The festival, in its second year, will include two short movies by UCF Film students and will enlist a UCF professor as a judge.

The event will screen 70 short films from 13 countries at the Wayne Densch Performing Arts Center. Among the films selected from more than 220 submissions were the student movies Bubblegum Smackers, directed by Lindsay Garvin, and Italian Life, directed by Eric Coppa-Cross.

Bubblegum Smackers is a 17-minute film noir version of a 1940s detective caper, except child actors are the characters wearing the trench coats and acting as tough guys.

Italian Life is a nine-minute story about a young woman working in a café who has trouble making espresso.

Garvin, of Orlando, said she has been shooting film since she was 6 – “My dad had a camera and I took it from him.”

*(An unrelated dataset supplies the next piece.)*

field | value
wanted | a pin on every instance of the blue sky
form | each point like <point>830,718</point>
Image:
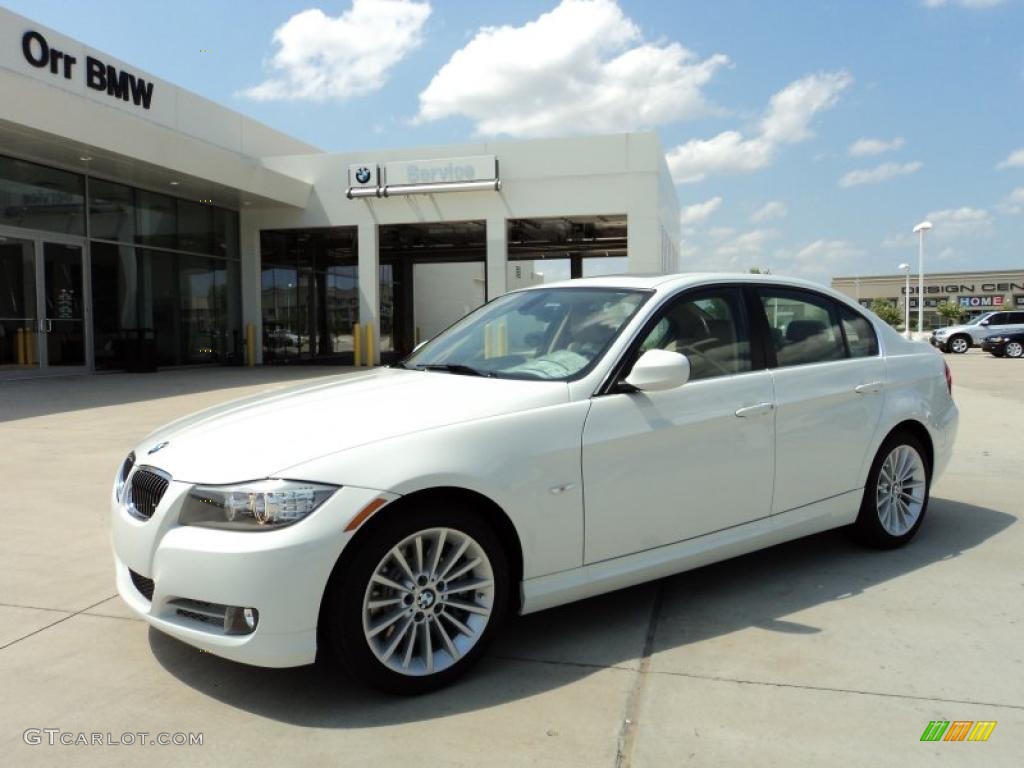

What she has learned at UCF is that successful filmmaking is not as easy as it looks on the screen. She said the techniques she has learned helped her secure a job as a TV production assistant in Miami that she will start after she graduates this semester.

Coppa-Cross, of Melbourne, said he has learned the technical aspects of film and how the industry runs.

“More interesting is the experience,” he said “When working on a film set you’re gaining so much more experience, and the school has given me the opportunity for that.”

From the other side of the classroom, Assistant Professor Lisa Mills is returning to the festival as a judge for the second year. She has worked at UCF since 2006, teaching documentary production, foundations of story, and other courses.

“I try to encourage my students to nurture their creativity and take time to think about what they want to create and why,” Mills said. “I encourage them to enter festivals.”

Another UCF connection is the festival’s media director, Christina Grace, who is a UCF graphic designer and graduate.

“Student filmmakers don’t jump right out of the gate producing feature-length films,” she said. “The short film is really where they get their start and get noticed.”

She said the Sanford festival also is a good opportunity for students to network with other filmmakers from around the country and world. Last year there were filmmakers and film fans at the festival from as far away as California and Canada.

Wayne Densch Inc. is the presenting sponsor of the event, which will be held in the historic 1923 Wayne Densch Performing Arts Center.

The festival will show an opening-night block of movies; a final-night Best of the Fest; and, in between, seven 90-minute blocks of animation, comedy, drama, documentary, sci-fi/horror, Florida Flavor and E for Everyone, which is for families and children.

A free panel discussion with filmmakers will be held Saturday, Feb. 11.